Employment Law: The right to disconnect.

Australia's "right to disconnect" laws introduce nuanced rights for after-hours work communications. Employees' right to ignore work-related calls, emails, or messages outside of their working hours (subject to some exceptions) will be protected as a workplace right.

The refusal to engage in after-hours communication will be deemed unreasonable only under specific circumstances such as:

  • legal requirements
  • the nature of the employment and role
  • urgency
  • compensation for availability outside standard hours
  • personal circumstances

Specific rules will be developed to help assess the reasonableness of the refusal to engage with after-hours communications.

Can I email employees after hours/between shifts?

The laws won't prevent employers from sending communications after hours but will protect employees from adverse action for not responding out of hours. The aim is to balance operational needs with employees' well-being, reflecting a workplace mental health and work-life balance and recognising the benefits of disconnecting from work.

When do these rights apply?

While further amendments to the proposed laws are expected, the rights are expected to commence on 26 August 2024 for those with more than 15 employees and on 26 August 2025 for small business employers.

How do we prepare?

Updating your understanding of workplace rights and obligations is essential. A review of your employment contracts, workplace policies and position descriptions are also necessary to ensure that roles and responsibilities of employees are clearly articulated.

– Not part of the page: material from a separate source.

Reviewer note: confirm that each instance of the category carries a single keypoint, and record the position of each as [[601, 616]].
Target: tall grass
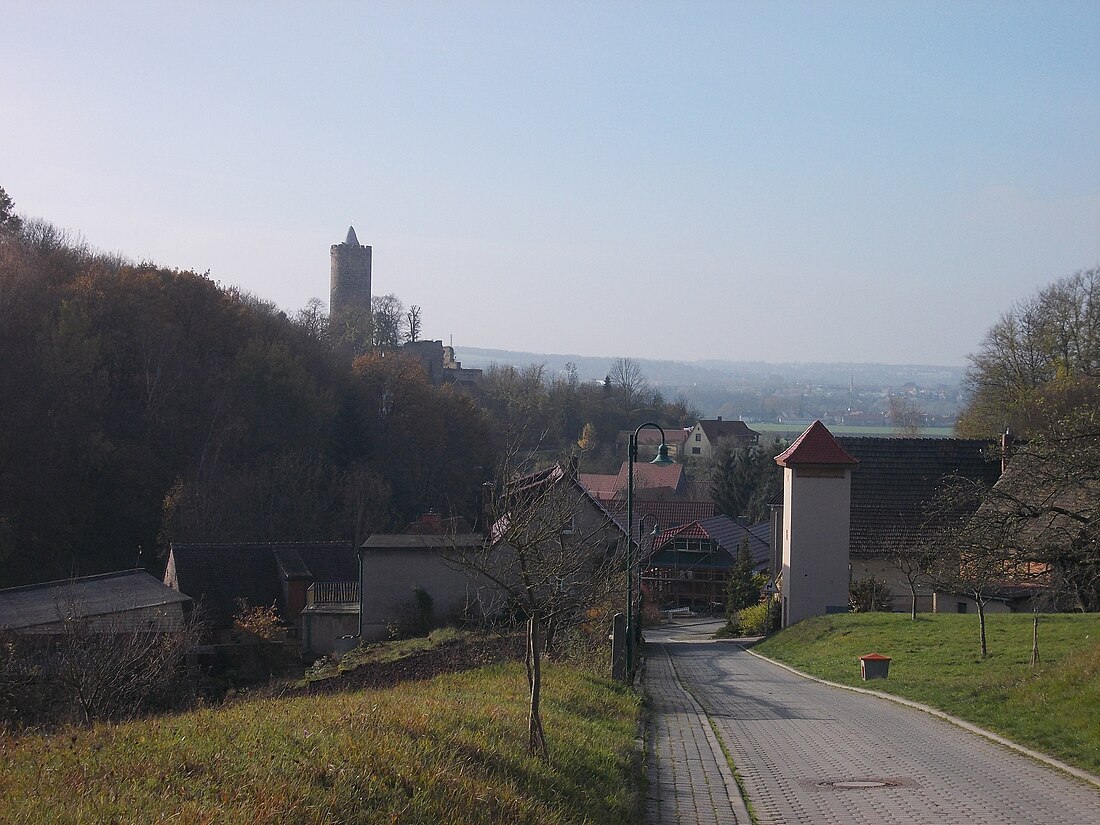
[[1054, 707], [448, 750]]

A holistic approach is needed to ensure policies and conduct align with employees' rights, for example making clear whether and when employees are expected to engage with after hours communication. Train managers and employees about the appropriateness of what may be considered reasonable for your business. Communicate the operational requirements of the business and if contact may be required outside of work, ensuring this is reflected in employment agreements and position descriptions.

Flow-on effects

These changes are likely to require changes to most collective agreements upon renegotiation. Employers and employees should expect bargaining to involve making the agreements compliant with the new laws and provision for out-of-hours communication.

Penalties for employers?

The original proposal for the legislation suggested criminal penalties for breaches. This will be reviewed under separate legislation and we expect, at most, civil penalties or damages to apply.

Further developments

The proposed legislation is likely to be considered further and amendments are likely. They are expected to include allowing employers to seek responses from employees to fill empty shifts outside work hours.

The content of this article is intended to provide a general guide to the subject matter. Specialist advice should be sought about your specific circumstances.